E.g., “You say that you don’t have control of your temper, but you were able to be civil even though the clerk was rude to you and you felt very angry about it. What do you make of that?”
Now is the time process the safety behaviors or avoidance that may have interfered with learning. What triggered the avoidance? How did the safety behavior function in the exercise? Did it allow your patient to stay when he otherwise would have escaped? Did it prevent him from experiencing distress? Did it help or prevent him from testing his problematic beliefs? Is he willing to drop the safety behavior for the next assignment? Is he willing to stay longer and test the problematic beliefs that maintain avoidance?
Be patient
Resist the urge to sum it all up in a nice little package. Your client may need to do the exercise a few more times before she can come up with more helpful ways of viewing the situation. Let her have that experience. It will teach her so much more than your possibly brilliant but premature summary could do because it will include the nuances of her own life and her own reactions that you cannot possibly know. So be patient. There are times when you will lead your client more directly, but this is always a second line strategy. Let the more powerful strategy of personal experience have a chance to work first.
Do it again
Once you have sufficiently mined the experience for all that it is worth, it is time to collaborate with you client as you plan the next in vivo exercise. Is there more to learn from this item or has it been sufficiently processed? If it is still difficult, or if there are problematic beliefs or safety behaviors still at play, it is important to continue working on it. Does it need tweaking to get at other aspects of the core fear? Are there new questions that need to be tested? Will the corrective information gleaned from this experience easily generalize to other, similar activities, or do you need to change the context to encourage more generalization?You will be aiming to move up the hierarchy as you progress from session to session, but don’t get married to the original hierarchy. New situations may come up as your client gets more active and engaged with his life. Add those new situations as they arise.

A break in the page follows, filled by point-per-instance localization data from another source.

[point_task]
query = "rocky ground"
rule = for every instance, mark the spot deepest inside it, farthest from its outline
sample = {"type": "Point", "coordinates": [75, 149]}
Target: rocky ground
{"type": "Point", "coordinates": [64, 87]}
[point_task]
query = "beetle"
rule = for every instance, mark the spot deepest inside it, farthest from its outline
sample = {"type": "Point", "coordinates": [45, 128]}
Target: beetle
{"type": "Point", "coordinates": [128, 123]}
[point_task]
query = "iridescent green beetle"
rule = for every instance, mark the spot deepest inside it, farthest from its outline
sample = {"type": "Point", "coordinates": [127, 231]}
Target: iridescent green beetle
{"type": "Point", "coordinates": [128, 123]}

While this may seem like a lot to do in homework review, it doesn’t usually take more than a few minutes, and as you model this approach each session, your client might begin processing on her own, making your job even easier. In the end, as with all your interventions, you are not only working through the traumatic experience, you are teaching your client a set of skills, and an approach to life that will serve him well in the future.
Am I the only one who has a hard time keeping my “pearls of wisdom” to myself so the client has a chance to find their own wisdom?
Am I the only one to discover that my fabulous would-be interpretation of the client’s experience was totally off the mark (whew, glad I kept my mouth shut that time!), when he found his own wisdom a few sessions later?
What have you learned helping people process their experiences in therapy?